Он пальцем ткнул — ему в ванночке инструмент. Я уже знаю, какая будет ласка, зажмурился, твержу:
— Быстрее, быстрее!..
И как полосанул!!! Выгнулся я под жгутами! Боль такая — не до крика! Хрип из горла только — ломлюсь из жгутов! Как есть пропадаю! Господи!! Господи!!!
Двое на ноги легли, кто-то — на руку, еще кто-то — на брюхо! А я их всех на себе катаю! Выгнулся — и углядел: старик-то жилы уже сшивает! От боли немею!
Хриплю, потом обливаюсь! Сердце где-то в горле скачет! Однако терплю, конец будет, уж теперь всему.
Дышу, дышу, а боли и нет. Нет ее!! Размяк я, вытянулся. И они меня отпускают. Улыбаются. За марлевыми намордниками вижу: улыбаются.
Старик инструмент звенькнул в ванночку и ушел. Минуты не затратил. И уж так уютно, светло, без боли — во весь рост зубы скалю.
Меня, однако, усаживают. На ноги насовывают чоботы и к кушетке отводят. Бережно, по-матерински усаживают. У меня от волнения даже слезы. А операционная сестричка (ну та… лицо у нее родное) пульс выщупывает и бинтиком мне щеки, лоб, шею промокает. Я тихонько губами и ткнулся ей в руку, вроде бы не нарочно… А уж две другие сестры лангетку мне подгоняют. Железная такая, лесенкой. Личность свою в очках пожилой сестры вижу: небритая, лоснится потом, глаза большие-большие… И снизу кальсоны на меня…
Бинтуют руку, бинтуют. Жалеючи у сестриц получается, любовно. Напоминаю:
— Обещали поесть.
Рябая сестра (это старшая, что в очках) улыбается:
— Конечно, поешь. Тебе можно.
И несут! Смуглая сестрица кормит меня. По-родственному кормит, не жлобится. Картошка с маслом и консервами — я не жую, глотаю от жадности. Она улыбается:
— Правильно! Налегай на картошку, парень. Картошка без костей.
Я на ответы не отвлекаюсь. Глотаю, глотаю.

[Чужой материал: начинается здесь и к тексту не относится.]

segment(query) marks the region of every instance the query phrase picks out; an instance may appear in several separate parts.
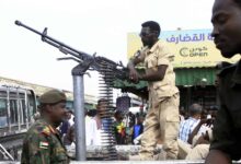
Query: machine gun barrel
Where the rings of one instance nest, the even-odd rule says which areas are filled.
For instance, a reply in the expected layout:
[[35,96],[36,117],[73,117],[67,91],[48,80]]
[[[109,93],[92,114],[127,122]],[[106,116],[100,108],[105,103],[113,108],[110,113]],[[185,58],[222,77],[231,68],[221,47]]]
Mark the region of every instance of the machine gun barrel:
[[[15,21],[15,24],[19,25],[19,26],[23,26],[23,27],[34,32],[35,34],[41,35],[43,42],[48,43],[49,45],[58,48],[65,55],[69,54],[69,55],[72,55],[73,57],[78,58],[78,61],[84,62],[87,65],[88,69],[92,68],[92,69],[100,72],[101,66],[106,65],[110,69],[113,70],[115,77],[117,77],[119,79],[126,79],[126,77],[127,77],[126,71],[124,71],[124,67],[123,67],[122,63],[117,63],[117,62],[112,61],[112,60],[110,60],[105,57],[101,57],[101,56],[96,57],[95,54],[94,55],[89,55],[87,52],[77,50],[77,49],[64,44],[62,42],[59,42],[59,40],[48,36],[46,27],[45,27],[44,32],[41,33],[41,32],[23,24],[20,21]],[[119,69],[117,67],[119,67],[122,69]]]

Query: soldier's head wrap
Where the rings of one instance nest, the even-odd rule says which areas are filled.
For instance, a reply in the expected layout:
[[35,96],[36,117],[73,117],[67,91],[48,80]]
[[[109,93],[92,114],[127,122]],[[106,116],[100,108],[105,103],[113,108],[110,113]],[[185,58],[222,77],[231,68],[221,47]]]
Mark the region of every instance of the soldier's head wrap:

А тут и операционная сестра подсела. Гляжу (Шевелева ее зовут — уж это сразу в память принял) — губы положить бы ей в поцелуй. Уж так рад харчу и жизни, а главное — боли нет. Как есть, обнять охота и нашептать нежные слова. А кутает тишина, кутает… и слова не то что на языке, в памяти не держу, какими-то точками рассыпаются…
Уж как с едой обидно расставаться, тянусь к котелку, а не вижу.
— Спасибо, подруги, — шепчу…
Женщина возле койки, шинель на плечах, по петлицам — младший лейтенант.
— Кто вы? — спрашиваю. Голос — еле себя слышу.
Она склонилась — волосы мне на щеку: шелковистые, тяжелые.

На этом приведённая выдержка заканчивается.